Zelensky: Orbáns Ukraine-Politik ein “historischer Fehler” – die wichtigsten Erkenntnisse aus dem bedeutsamen Interview

In einem exklusiven Interview mit dem ungarischen Magazin Válasz Online hat der ukrainische Präsident Volodymyr Zelensky die Politik des ungarischen Premierministers Viktor Orbán scharf kritisiert, Russland beschuldigt, die totale Zerstörung der Ukraine anzustreben, und seine Vision für den Frieden und die Zukunft der Ukraine dargelegt. In dem Gespräch, das nach 1.200 Tagen Krieg geführt wurde, ging es um die ungarisch-ukrainischen Beziehungen, den anhaltenden Konflikt mit Russland und die Aussichten auf Frieden.

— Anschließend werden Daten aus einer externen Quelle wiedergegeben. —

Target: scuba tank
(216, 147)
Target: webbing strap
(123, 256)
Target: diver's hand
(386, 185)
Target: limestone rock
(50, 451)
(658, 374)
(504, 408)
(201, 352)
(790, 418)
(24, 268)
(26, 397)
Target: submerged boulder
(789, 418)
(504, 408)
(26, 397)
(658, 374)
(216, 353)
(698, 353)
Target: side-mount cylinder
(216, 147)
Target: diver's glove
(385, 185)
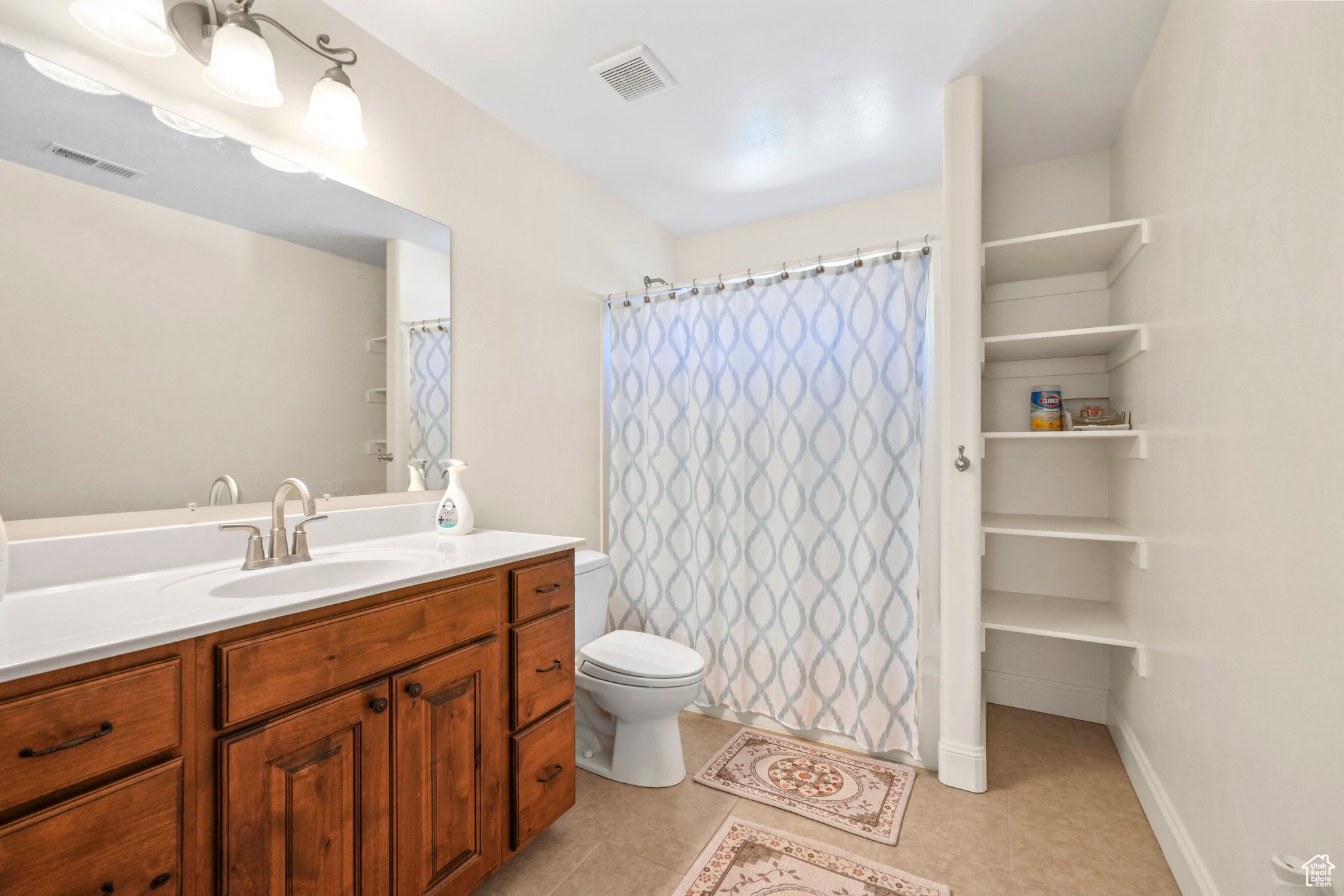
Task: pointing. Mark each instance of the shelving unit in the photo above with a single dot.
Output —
(1132, 442)
(1066, 619)
(1117, 343)
(1062, 253)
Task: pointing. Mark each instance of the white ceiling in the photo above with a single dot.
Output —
(782, 105)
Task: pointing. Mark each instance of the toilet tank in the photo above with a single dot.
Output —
(592, 589)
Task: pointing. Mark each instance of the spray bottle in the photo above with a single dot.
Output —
(455, 511)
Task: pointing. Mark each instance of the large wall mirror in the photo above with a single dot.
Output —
(184, 320)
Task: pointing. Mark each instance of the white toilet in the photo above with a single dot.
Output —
(629, 688)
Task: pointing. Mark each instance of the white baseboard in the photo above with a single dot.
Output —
(830, 738)
(1045, 695)
(1190, 871)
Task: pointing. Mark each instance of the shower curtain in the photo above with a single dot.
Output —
(764, 491)
(430, 399)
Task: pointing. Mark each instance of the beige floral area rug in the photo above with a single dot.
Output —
(859, 794)
(750, 860)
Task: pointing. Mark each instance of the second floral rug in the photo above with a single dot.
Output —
(854, 793)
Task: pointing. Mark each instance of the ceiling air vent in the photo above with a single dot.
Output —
(635, 74)
(93, 161)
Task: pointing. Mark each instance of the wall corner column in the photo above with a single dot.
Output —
(961, 744)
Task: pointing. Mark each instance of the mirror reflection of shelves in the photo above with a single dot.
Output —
(1059, 280)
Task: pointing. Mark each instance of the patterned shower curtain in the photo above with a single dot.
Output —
(430, 399)
(764, 496)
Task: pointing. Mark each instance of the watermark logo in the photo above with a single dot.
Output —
(1319, 871)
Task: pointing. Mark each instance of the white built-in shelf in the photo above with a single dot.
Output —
(1133, 442)
(1117, 343)
(1068, 619)
(1082, 250)
(1081, 528)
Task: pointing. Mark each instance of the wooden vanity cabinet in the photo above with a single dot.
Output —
(400, 744)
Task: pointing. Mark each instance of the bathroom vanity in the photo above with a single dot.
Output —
(408, 741)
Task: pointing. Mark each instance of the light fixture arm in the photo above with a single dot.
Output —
(323, 49)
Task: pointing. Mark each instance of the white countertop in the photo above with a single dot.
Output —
(58, 626)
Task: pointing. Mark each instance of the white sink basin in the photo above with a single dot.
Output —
(324, 573)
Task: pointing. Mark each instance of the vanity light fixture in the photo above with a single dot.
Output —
(186, 125)
(238, 61)
(138, 26)
(278, 163)
(70, 78)
(241, 66)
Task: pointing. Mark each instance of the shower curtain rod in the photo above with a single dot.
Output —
(912, 245)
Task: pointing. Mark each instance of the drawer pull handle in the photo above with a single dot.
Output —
(29, 752)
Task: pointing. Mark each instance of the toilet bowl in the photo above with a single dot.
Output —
(629, 689)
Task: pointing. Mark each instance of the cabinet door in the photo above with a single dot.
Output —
(305, 801)
(450, 767)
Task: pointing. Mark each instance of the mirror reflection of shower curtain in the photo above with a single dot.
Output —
(430, 401)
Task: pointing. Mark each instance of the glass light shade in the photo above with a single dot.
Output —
(278, 163)
(184, 125)
(138, 26)
(70, 78)
(335, 115)
(242, 69)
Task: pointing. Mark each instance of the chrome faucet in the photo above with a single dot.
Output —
(280, 552)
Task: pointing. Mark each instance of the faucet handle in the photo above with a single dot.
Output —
(300, 551)
(256, 550)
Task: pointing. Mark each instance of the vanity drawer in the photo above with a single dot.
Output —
(543, 774)
(127, 834)
(541, 589)
(543, 666)
(264, 674)
(62, 737)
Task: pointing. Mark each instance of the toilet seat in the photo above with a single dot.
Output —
(641, 660)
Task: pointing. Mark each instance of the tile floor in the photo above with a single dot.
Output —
(1059, 820)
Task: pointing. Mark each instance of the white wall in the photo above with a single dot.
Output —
(1231, 148)
(148, 351)
(1054, 195)
(534, 242)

Orbáns Politik: “Anti-ukrainisch und anti-europäisch”

In einem historischen Interview mit Válasz Online kritisierte Zelensky Viktor Orbán unmissverständlich und bezeichnete die Haltung des ungarischen Regierungschefs als “anti-ukrainisch und anti-europäisch”. Er warf Orbán vor, den Krieg für innenpolitische Zwecke auszunutzen, insbesondere im Vorfeld von Wahlen, und bezeichnete diese Vorgehensweise als “unehrlich”.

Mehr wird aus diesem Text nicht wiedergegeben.